If you wanted one word to describe the U.S. economy in the first quarter of 2014, the word "tractionless" comes immediately to mind.

The latest real evidence for that assessment comes not from the latest jobs report, which many found disappointing but instead from the U.S. stock market, where once again, the number of publicly-traded U.S. companies who announced they would be cutting their dividends during the month of March remained at elevated levels. Levels that are consistent with recessionary forces at work in the U.S. economy:

Click to enlarge

Unlike the unemployment rate, which is usually a lagging indicator of the health of the economy, the number of companies announcing dividend cuts each month is a coincident indicator - something that tells us about the state of the economy today, in real time.

And what the elevated number of companies acting to cut their dividends in March 2014 tells us is that at least some parts of the U.S. economy are contracting rather than expanding.

Just for fun, we turned to the Institute of Supply Management's reports for March 2014 to see which sectors of the economy are producing the least traction. Here's the quick summary for both manufacturing and non-manufacturing industries. First, for manufacturing industries, where the reports were generally positive:

The four industries reporting contraction in March are: Apparel, Leather & Allied Products; Wood Products; Electrical Equipment, Appliances & Components; and Miscellaneous Manufacturing.

And now for non-manufacturing industries, which is where most of the drag on the U.S. economy would appear to be originating, and which one respondent's comments points the finger at a major reason why:

The five industries reporting contraction in March are: Mining; Educational Services; Health Care & Social Assistance; Real Estate, Rental & Leasing; and Other Services.

Let's run through the non-manufacturing industries where we have some insights briefly:

Mining: The sluggishness in the U.S. mining industry can likely be traced directly back to the Chinese government's decision last year to slow down the growth of the nation's economy. With that nation growing much more slowly, it requires far fewer resources produced through mining to sustain it.

Educational Services: There is a major slow down underway for education services, particularly for for-profit universities, which are reporting declining enrollment levels.

Health Care & Social Assistance: We cannot do any better than to quote what one respondent to the ISM's survey said about what's hurting that particular industry:

"Healthcare reform continues to adversely impact hospital projected/actual revenue." (Health Care & Social Assistance)

Real Estate, Renting & Leasing: The major story here is the decline of demand for real estate in the U.S., where the rapid rise in prices driven by large investment firms who were buying up large quantities of distressed residential properties from 2012 to 2013 ultimately led them to stop buying so much property as their potential returns on their investments declined.

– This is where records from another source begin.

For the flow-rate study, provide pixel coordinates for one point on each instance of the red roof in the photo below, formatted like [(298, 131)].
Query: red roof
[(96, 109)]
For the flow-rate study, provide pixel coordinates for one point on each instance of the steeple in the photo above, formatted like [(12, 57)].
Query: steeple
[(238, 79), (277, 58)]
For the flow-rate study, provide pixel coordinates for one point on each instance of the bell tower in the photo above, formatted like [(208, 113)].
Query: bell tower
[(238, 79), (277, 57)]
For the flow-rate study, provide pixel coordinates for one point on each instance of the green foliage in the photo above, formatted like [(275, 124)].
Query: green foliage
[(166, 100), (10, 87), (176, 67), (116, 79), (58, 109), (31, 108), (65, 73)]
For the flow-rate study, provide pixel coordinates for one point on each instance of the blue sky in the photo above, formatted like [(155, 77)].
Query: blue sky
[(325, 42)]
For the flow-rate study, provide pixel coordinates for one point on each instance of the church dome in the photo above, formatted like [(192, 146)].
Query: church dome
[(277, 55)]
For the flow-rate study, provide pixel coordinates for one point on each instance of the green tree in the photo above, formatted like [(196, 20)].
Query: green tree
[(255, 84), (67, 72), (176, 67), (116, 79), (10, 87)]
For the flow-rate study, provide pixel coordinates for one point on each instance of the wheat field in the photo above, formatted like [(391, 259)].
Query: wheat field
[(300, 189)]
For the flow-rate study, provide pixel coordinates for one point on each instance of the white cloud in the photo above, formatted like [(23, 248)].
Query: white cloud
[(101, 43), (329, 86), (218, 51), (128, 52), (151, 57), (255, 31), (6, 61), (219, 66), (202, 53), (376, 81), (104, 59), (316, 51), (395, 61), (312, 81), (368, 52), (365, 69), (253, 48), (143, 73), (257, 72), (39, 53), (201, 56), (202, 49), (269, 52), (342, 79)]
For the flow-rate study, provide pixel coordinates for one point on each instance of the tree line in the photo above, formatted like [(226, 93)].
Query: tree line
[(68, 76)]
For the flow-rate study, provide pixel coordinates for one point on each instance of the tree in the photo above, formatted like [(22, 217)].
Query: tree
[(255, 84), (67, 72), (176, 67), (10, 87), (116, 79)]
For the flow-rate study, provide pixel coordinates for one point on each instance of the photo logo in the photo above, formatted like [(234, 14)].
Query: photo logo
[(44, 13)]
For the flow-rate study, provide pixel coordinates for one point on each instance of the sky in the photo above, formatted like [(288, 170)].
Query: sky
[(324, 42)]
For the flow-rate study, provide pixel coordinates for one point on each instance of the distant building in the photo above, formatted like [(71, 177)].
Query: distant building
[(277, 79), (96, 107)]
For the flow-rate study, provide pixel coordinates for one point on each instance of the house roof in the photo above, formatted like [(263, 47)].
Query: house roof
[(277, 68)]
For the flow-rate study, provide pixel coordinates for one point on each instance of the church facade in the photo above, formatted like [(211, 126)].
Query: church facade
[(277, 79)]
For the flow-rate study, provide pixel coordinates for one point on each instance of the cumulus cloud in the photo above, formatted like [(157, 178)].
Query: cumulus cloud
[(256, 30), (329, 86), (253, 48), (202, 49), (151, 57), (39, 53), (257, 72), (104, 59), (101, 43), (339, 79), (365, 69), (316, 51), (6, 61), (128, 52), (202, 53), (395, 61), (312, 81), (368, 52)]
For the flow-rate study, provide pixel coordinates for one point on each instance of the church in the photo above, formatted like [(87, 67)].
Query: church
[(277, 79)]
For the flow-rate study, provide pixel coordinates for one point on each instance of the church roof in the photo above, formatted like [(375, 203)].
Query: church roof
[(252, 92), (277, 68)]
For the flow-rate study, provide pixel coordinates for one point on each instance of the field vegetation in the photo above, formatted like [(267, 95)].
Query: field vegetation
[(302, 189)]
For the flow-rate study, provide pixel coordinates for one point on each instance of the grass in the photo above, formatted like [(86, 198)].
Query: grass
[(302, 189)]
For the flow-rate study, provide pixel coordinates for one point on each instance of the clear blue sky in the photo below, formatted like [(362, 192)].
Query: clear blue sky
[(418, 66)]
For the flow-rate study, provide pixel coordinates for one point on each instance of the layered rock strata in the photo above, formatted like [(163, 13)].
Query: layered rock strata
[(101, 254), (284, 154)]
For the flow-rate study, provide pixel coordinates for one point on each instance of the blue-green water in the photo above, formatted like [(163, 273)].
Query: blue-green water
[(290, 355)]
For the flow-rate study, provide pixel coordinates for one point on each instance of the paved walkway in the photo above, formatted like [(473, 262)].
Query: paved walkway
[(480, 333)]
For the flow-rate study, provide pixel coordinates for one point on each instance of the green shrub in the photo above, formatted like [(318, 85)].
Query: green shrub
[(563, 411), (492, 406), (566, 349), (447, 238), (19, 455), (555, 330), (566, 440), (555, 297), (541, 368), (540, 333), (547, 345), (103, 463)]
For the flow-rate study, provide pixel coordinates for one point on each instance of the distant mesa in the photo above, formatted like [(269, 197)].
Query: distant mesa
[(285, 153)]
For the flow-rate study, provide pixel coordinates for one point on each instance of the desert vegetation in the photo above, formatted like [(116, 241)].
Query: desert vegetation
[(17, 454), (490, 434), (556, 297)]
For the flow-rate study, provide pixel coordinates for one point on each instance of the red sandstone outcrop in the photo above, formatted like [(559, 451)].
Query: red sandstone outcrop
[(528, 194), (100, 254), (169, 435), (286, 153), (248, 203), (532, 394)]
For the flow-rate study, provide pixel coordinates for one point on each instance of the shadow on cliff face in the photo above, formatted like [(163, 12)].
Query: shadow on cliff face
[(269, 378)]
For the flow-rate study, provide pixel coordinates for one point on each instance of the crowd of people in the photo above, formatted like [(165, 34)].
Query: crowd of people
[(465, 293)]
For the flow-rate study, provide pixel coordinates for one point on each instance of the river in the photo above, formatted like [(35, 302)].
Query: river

Combined with the Fed's decision to taper its quantitative easing programs, which made buying real estate more expensive because of the corresponding hike in mortgage interest rates, the amount of economic activity in the real estate sector has been falling as a result.

And there you have it. While likely not enough to pull the entire U.S. economy down into recession, we at least now have some idea of which parts of the economy are experiencing recessionary conditions at the present time.